Ateliers, Visite

Flora Moscovici, par Camille Paulhan – « Vivre l’atelier dans les espaces d’exposition »

« Je n’y peux rien, les ateliers m’émeuvent ; je voulais proposer pour thankyouforcoming des portraits d’atelier, des propos d’artistes glanés dans ces lieux, devant leurs œuvres. Il n’y est d’ailleurs pas forcément question de ces dernières, mais plutôt de ce qu’un atelier fait à la production artistique, de comment y travaille-t-on, comment y flâne-t-on. » Savoir, […]

« Je n’y peux rien, les ateliers m’émeuvent ; je voulais proposer pour thankyouforcoming des portraits d’atelier, des propos d’artistes glanés dans ces lieux, devant leurs œuvres.

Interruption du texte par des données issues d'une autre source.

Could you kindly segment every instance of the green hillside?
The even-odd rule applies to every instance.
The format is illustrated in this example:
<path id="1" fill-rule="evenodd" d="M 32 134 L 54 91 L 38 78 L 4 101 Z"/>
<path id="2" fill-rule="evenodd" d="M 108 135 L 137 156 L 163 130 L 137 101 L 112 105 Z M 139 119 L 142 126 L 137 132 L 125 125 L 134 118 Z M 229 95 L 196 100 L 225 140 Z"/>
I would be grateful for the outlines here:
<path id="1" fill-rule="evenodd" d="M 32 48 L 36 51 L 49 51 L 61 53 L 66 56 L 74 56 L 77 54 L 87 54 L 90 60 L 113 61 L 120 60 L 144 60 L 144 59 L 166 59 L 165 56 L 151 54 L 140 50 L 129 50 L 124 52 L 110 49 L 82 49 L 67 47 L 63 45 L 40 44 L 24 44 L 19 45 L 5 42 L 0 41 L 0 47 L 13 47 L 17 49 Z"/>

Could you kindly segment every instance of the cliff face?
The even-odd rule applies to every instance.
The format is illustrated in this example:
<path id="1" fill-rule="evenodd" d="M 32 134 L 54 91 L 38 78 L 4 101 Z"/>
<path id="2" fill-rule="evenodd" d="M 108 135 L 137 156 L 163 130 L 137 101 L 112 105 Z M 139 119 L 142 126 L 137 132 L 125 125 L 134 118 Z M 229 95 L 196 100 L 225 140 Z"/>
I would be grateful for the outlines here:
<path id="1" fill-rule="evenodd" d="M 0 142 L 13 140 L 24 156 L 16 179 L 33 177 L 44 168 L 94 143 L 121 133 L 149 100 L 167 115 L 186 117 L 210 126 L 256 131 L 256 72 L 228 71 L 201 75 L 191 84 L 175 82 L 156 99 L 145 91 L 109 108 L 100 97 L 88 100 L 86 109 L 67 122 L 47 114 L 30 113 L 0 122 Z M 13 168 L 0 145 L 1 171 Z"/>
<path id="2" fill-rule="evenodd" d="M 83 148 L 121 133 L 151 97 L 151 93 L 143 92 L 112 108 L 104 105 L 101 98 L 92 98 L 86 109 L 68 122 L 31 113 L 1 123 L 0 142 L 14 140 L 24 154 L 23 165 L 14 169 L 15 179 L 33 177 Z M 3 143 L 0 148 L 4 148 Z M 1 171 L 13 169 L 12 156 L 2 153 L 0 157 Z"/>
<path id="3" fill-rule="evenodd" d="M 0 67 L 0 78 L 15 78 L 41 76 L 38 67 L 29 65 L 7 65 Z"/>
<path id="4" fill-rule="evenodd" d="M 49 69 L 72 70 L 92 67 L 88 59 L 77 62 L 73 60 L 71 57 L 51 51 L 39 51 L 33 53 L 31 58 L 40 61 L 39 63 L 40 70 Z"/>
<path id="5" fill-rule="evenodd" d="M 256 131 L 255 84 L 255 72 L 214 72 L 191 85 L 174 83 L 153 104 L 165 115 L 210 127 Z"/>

Il n’y est d’ailleurs pas forcément question de ces dernières, mais plutôt de ce qu’un atelier fait à la production artistique, de comment y travaille-t-on, comment y flâne-t-on. »

Savoir, au juste, si et comment la lumière spécifique de l’automne sur les carreaux, l’acoustique défaillante ou les odeurs du restaurant mexicain au pied de l’immeuble influent sur les œuvres que produisent les artistes.
Savoir, également, ce qu’on y écoute comme musique, quelles cartes postales ont été punaisées aux murs, si l’on marche sur des bâches, du papier bulle, des points de peinture ou des chutes de papier. Y voir, aussi, les para-œuvres, les infra-œuvres, les pas-tout-à-fait-œuvres, les plus-du-tout-œuvres, et être donc au cœur du moment du choix.
Je n’avais pas très envie qu’apparaissent mes questions, elles se sont donc effacées.

 

Flora Moscovici, La lumière vient du sol, 2016.
Pigments et eau de chaux sur mur, Chapelle de la Trinité,
Bieuzy, L’Art dans les chapelles. Tous droits réservés.

 

Flora Moscovici, par Camille Paulhan

« Vivre l’atelier dans les espaces d’exposition »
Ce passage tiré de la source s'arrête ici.